Девушка, похоже, перенесла температурный кризис – а может, и лекарство уже начало действовать – и теперь вместо жара ее бил озноб. Свернувшись в клубок и обняв колени руками, она отчетливо постукивала зубками, дрожа под довольно-таки тонкой курткой.
– Укутать-то больше и нечем. Не в Заполярье, чай, шли. Ладно, придется дедовскими, чу-у-уть-чуть хентайными методами. То есть, попросту говоря, согревать Ямато Надэсико горячим матросским телом. Совместим приятное с полезным. Поспать еще часика три... нет, два, а то Кейко-тян устанет караулить. Ну ладно, одзямасимас[11], как у вас говорят. И не нужно, не нужно меня подозревать в коварных намерениях – иду на это исключительно от чистого сердца; мало того, с риском погибнуть во цвете лет от спермотоксикоза.
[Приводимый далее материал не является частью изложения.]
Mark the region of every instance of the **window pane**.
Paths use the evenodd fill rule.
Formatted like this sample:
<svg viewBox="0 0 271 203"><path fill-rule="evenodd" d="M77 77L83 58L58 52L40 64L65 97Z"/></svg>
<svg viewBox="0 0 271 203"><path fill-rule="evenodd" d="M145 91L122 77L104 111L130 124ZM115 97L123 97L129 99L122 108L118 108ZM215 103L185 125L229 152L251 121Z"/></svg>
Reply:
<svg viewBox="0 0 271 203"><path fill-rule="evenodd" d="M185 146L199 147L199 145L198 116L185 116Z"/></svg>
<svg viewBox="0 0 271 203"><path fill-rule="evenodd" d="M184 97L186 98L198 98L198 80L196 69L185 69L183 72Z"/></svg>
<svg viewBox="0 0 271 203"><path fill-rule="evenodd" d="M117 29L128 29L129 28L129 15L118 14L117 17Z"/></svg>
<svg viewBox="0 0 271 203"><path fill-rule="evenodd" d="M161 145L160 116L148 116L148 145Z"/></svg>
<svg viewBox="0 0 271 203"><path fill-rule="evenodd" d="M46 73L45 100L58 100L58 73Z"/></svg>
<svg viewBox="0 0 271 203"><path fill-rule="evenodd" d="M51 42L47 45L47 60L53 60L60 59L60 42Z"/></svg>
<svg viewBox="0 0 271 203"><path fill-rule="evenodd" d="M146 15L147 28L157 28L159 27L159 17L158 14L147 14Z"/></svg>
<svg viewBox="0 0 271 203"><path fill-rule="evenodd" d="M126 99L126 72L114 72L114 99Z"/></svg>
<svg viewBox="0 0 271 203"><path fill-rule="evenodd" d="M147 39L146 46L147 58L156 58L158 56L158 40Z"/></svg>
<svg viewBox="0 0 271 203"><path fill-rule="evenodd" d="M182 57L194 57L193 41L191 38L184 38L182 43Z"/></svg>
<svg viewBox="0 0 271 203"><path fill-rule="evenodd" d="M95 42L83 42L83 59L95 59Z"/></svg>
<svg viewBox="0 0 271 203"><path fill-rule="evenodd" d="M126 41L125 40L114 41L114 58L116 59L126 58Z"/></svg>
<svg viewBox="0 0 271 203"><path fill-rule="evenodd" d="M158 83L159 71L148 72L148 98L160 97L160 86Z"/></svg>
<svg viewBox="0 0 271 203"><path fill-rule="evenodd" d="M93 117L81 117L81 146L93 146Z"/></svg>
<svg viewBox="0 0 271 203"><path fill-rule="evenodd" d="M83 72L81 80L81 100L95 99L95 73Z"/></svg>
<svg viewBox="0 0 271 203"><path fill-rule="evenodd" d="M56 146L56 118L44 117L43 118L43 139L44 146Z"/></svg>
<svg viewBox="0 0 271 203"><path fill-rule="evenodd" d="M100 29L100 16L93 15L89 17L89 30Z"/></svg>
Успокоив таким образом свою совесть, матрос спецназначения улегся на бок позади Акеми, обхватил ее левой рукой и осторожно прижал ее спину к своей широкой груди, укрывшись курткой вместе с ней.
Несчастная японка явно обрадовалась обогреву. Ее дрожащее тело расслабилось, машинально прижимаясь к источнику тепла. Иван ощутил, как его окутывает атмосфера близости женского тела: запах ее волос, ее кожи, едва различимый аромат полыни, взявшийся неизвестно откуда. После утомительного перехода Акеми ухитрилась не пропахнуть потом и грязью, ценя возможность умыться и почиститься даже в тонком ручейке. Худенькое плечо нагрелось под прижавшей девушку рукой. Он чувствовал, как поднимает дыхание ее грудь.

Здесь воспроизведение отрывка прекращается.